It has been a long while since I’ve read a book I could not put down. The question is whether the difference is me or the books. 

The Natural, Catch-22, The Name of the Rose, The Razor’s Edge, Shoeless Joe, O Pioneers!, Trout Fishing in America,* Cannery Row. These are the titles that first come to mind when I try to list books that completely drew me in. I still have my original copies of Catch-22 and Shoeless Joe, which is remarkable considering all of the times I’ve moved since buying them. I tried reading my old copy of Catch-22 a year ago, but was reminded I can no longer comfortably read the small print in paperback novels. 

Do these books have anything in common?  All are fiction. Most, in one way or another, have a mystical quality to them. All, except for O Pioneers!, were written by men.
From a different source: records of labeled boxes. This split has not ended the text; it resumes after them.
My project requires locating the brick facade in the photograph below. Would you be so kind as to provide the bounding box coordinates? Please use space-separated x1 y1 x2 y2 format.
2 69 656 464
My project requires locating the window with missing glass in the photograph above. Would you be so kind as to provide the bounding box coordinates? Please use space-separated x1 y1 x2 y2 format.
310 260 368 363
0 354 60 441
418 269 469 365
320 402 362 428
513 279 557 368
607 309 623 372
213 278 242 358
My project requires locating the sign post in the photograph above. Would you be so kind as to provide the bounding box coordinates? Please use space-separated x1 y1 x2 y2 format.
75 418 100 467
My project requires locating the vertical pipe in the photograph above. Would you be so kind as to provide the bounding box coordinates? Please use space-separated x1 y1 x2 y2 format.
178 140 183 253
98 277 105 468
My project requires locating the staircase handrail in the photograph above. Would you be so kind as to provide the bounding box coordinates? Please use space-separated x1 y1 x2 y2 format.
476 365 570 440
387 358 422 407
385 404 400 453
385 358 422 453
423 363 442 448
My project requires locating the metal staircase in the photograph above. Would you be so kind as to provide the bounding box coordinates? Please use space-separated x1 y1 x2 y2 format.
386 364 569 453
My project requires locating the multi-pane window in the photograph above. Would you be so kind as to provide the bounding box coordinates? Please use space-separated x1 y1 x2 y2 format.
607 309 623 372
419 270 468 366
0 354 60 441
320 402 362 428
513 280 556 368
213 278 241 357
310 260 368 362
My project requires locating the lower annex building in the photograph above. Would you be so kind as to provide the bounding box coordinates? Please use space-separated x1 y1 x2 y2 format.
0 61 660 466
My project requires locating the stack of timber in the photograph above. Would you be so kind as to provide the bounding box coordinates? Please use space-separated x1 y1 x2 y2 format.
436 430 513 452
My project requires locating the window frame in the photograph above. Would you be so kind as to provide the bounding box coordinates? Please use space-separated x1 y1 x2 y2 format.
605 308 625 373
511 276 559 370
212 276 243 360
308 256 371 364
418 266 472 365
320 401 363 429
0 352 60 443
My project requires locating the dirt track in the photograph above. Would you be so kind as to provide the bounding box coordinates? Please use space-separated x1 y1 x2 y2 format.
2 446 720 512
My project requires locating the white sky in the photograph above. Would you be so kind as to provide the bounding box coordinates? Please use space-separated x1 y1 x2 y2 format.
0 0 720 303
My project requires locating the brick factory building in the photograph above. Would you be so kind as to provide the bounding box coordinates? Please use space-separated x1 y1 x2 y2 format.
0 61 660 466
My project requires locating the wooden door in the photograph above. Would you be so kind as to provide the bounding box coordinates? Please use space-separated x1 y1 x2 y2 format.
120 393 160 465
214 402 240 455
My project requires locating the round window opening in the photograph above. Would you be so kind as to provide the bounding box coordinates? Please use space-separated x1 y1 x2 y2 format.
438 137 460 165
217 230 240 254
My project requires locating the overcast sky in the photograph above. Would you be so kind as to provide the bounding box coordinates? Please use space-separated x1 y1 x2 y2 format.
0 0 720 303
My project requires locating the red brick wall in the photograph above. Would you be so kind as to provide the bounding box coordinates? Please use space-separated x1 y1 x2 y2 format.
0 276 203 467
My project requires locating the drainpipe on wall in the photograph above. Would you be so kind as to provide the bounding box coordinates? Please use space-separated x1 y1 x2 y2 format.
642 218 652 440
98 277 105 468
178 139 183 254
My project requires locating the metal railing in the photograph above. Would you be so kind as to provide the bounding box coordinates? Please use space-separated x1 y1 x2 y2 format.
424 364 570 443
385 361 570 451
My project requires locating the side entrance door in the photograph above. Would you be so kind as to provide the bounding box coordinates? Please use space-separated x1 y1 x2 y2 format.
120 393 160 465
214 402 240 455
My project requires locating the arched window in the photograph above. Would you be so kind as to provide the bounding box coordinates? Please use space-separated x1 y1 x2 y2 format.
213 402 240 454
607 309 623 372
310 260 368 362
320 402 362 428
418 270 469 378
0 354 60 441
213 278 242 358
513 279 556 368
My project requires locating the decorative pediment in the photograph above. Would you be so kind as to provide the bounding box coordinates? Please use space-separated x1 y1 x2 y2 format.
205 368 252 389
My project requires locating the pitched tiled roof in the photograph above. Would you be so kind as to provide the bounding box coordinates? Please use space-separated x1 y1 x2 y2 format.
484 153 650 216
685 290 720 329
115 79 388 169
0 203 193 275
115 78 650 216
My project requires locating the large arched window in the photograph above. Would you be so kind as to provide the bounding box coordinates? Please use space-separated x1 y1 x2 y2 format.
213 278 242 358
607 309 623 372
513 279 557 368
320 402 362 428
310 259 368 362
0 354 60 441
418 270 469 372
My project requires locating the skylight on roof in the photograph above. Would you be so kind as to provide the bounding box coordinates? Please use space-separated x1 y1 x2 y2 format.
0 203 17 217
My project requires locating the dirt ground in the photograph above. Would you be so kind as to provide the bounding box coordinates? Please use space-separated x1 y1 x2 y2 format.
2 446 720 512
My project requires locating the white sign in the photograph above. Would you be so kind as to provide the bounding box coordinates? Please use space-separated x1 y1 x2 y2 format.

All, even Trout Fishing in America, have protagonists I admire. All were read when I was young and still a sojourner in life.   

If I had to guess, I would say it is the last descriptor that best brings all of these books together. Not only was I a different person when I read these books, but I was a different person who read a different kind of book. In my late teens and twenties, I sought out what I thought of as literary fiction. Today, I tend to alternate between popular fiction (mostly crime novels) and nonfiction. Some of these more recent books, especially some of the nonfiction, have been very good, but I can’t think of a single one where I holed up for an entire weekend because I couldn’t stop reading. 

Most days I think I am the same person I was forty years ago, but small things show me I’ve changed. 


  • The first book I ever had published is The Leader Who Is Hardly Known. To write it, I stole from Trout Fishing in America the literary device that a long phrase could serve triple duty as the book’s title, as the thread holding the book together, and as the name of a hypothetical character within the book.